Every Original by Motul rider has his own unique story and Dutchman Guillaume Martens in no exception. Aged 55, Guillaume has over ten years of experience in racing in the desert and starts this years Dakar with great ambitions. We caught up with him just before he set off to Jeddah.
Guillaume, you have a lot of experience in the Desert, but what is your history with the Dakar?
I’ve been racing in the Desert for over ten years, I’ve competed in events such as the Au Dhabi desert challenge, the Africa Rally and the Silk Way rally and I’m now starting my fourth Dakar. These last three are a bit of a triple crown if you will. I’ve only managed to finish the Dakar once so far, but I’m determined to keep going. I’ve set a bit of a goal for myself and try to be the oldest Original by Motul finisher, I’m 55 now so I’ll need to carry on for a few more years.

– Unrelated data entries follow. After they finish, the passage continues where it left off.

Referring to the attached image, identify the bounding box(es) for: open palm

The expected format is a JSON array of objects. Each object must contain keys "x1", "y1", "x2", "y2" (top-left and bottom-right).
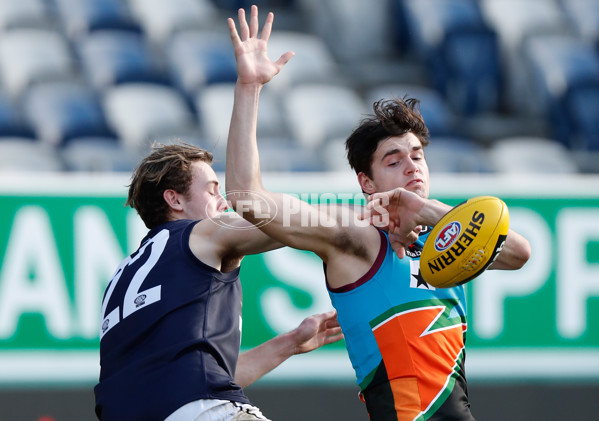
[{"x1": 227, "y1": 5, "x2": 294, "y2": 86}]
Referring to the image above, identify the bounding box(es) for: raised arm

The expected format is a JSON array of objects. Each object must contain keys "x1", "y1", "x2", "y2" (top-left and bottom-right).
[
  {"x1": 225, "y1": 6, "x2": 378, "y2": 262},
  {"x1": 235, "y1": 310, "x2": 343, "y2": 387}
]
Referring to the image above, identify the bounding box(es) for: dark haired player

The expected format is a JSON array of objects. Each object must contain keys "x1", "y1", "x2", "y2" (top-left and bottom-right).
[{"x1": 225, "y1": 6, "x2": 531, "y2": 420}]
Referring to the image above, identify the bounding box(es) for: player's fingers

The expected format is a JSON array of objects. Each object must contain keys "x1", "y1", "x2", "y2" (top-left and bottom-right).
[
  {"x1": 405, "y1": 230, "x2": 418, "y2": 245},
  {"x1": 390, "y1": 238, "x2": 406, "y2": 259},
  {"x1": 238, "y1": 8, "x2": 249, "y2": 40},
  {"x1": 261, "y1": 11, "x2": 274, "y2": 40},
  {"x1": 249, "y1": 5, "x2": 259, "y2": 38},
  {"x1": 227, "y1": 18, "x2": 241, "y2": 46},
  {"x1": 324, "y1": 332, "x2": 344, "y2": 345},
  {"x1": 326, "y1": 327, "x2": 343, "y2": 338},
  {"x1": 274, "y1": 51, "x2": 295, "y2": 69}
]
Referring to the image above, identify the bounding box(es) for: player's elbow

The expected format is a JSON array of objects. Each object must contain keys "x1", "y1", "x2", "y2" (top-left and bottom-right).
[{"x1": 508, "y1": 237, "x2": 531, "y2": 270}]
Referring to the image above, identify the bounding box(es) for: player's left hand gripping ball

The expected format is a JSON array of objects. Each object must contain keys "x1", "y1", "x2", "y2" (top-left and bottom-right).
[{"x1": 420, "y1": 196, "x2": 509, "y2": 288}]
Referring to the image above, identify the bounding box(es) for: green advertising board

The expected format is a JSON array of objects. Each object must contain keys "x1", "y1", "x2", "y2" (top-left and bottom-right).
[{"x1": 0, "y1": 173, "x2": 598, "y2": 385}]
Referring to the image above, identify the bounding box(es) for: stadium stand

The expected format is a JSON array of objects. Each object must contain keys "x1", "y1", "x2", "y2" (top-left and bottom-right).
[
  {"x1": 522, "y1": 34, "x2": 599, "y2": 150},
  {"x1": 22, "y1": 81, "x2": 114, "y2": 146},
  {"x1": 365, "y1": 83, "x2": 461, "y2": 138},
  {"x1": 0, "y1": 29, "x2": 75, "y2": 98},
  {"x1": 128, "y1": 0, "x2": 220, "y2": 44},
  {"x1": 284, "y1": 83, "x2": 367, "y2": 148},
  {"x1": 488, "y1": 136, "x2": 580, "y2": 174},
  {"x1": 76, "y1": 30, "x2": 168, "y2": 91},
  {"x1": 102, "y1": 82, "x2": 197, "y2": 151},
  {"x1": 0, "y1": 137, "x2": 63, "y2": 172},
  {"x1": 167, "y1": 30, "x2": 238, "y2": 101},
  {"x1": 0, "y1": 0, "x2": 595, "y2": 173},
  {"x1": 60, "y1": 136, "x2": 140, "y2": 172},
  {"x1": 54, "y1": 0, "x2": 142, "y2": 39},
  {"x1": 196, "y1": 82, "x2": 289, "y2": 147}
]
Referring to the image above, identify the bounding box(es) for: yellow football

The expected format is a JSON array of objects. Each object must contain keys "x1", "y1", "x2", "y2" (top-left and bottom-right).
[{"x1": 420, "y1": 196, "x2": 509, "y2": 288}]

You’ve raced in South America, now you’ll enter the Saudi Arabian desert, what are your expectations?
From what I’ve seen during the presentations this could be one of the most spectacular yet. A few years ago, I’ve raced the Pharaoh Rally in Egypt and that was, with some margin the most beautiful rally I’ve ever done. This one, however, might top it, who knows.
For the last few years you’ve been living a very different lifestyle, what have you been up to?
For the last six years or so I stopped working. I’d been living in Switzerland for over 20 years and I had enough, I wanted to see and experience the world. So, I started travelling, always on my own. I now have motorbikes stored in various places around the world such as Greece, Thailand and Kenya. To be honest, I really love the Dakar but for me it’s not a real adventure. If you travel the desert in a group of 1000 people with a rescue helicopter one button click away, I don’t really see that as real adventure. The race is very challenging, but I really can’t call it an adventure. In the past I travelled through Africa on a bike and slept in a tent, on my own for days. I even had a visit from a Hyena who started inspecting my tent. That is a real adventure (laughs)
You’re competing in the ‘Original by Motul’ category, why compete this way?
It’s the most affordable way. When I travel, I travel as cheap as possible. I try and think the same way about Dakar. For the price of competing in one Dakar with a team I can fund an entire year of competing in rallies in amateur mallemoto classes such as the ‘Original By Motul’. In 2014 I bought a new bike and I’ve been racing this bike ever since; I don’t rent a bike, I buy one, I maintain it and rebuild it to try over and over. This way I keep the costs down as much as possible. In the future I want to take this idea even further, I’ve been talking to the FIM to launch a championship only for solo riders without support and they seem to be very interested.
What’s your strategy for competing in the Dakar?
This might sound weird, but I have a very minimal approach when it comes to training for Dakar. I don’t right my bike that often. People think it’s weird, but I haven’t ridden my bike in a few weeks, I mostly ride it during races and events, but I don’t train that much. The biggest preparation I do is when it comes to food and metabolism, I keep myself to a very strict ketogenic diet and have become metabolically flexible so I can go without food for a long period of time. During the event I often prioritise sleep over anything else, so I will keep maintenance to a minimum. For instance, I only do a four to five oil changes during Dakar because that means I can sleep a little longer. I have a very rational attitude during these events and for me it’s the little things that really make a huge difference.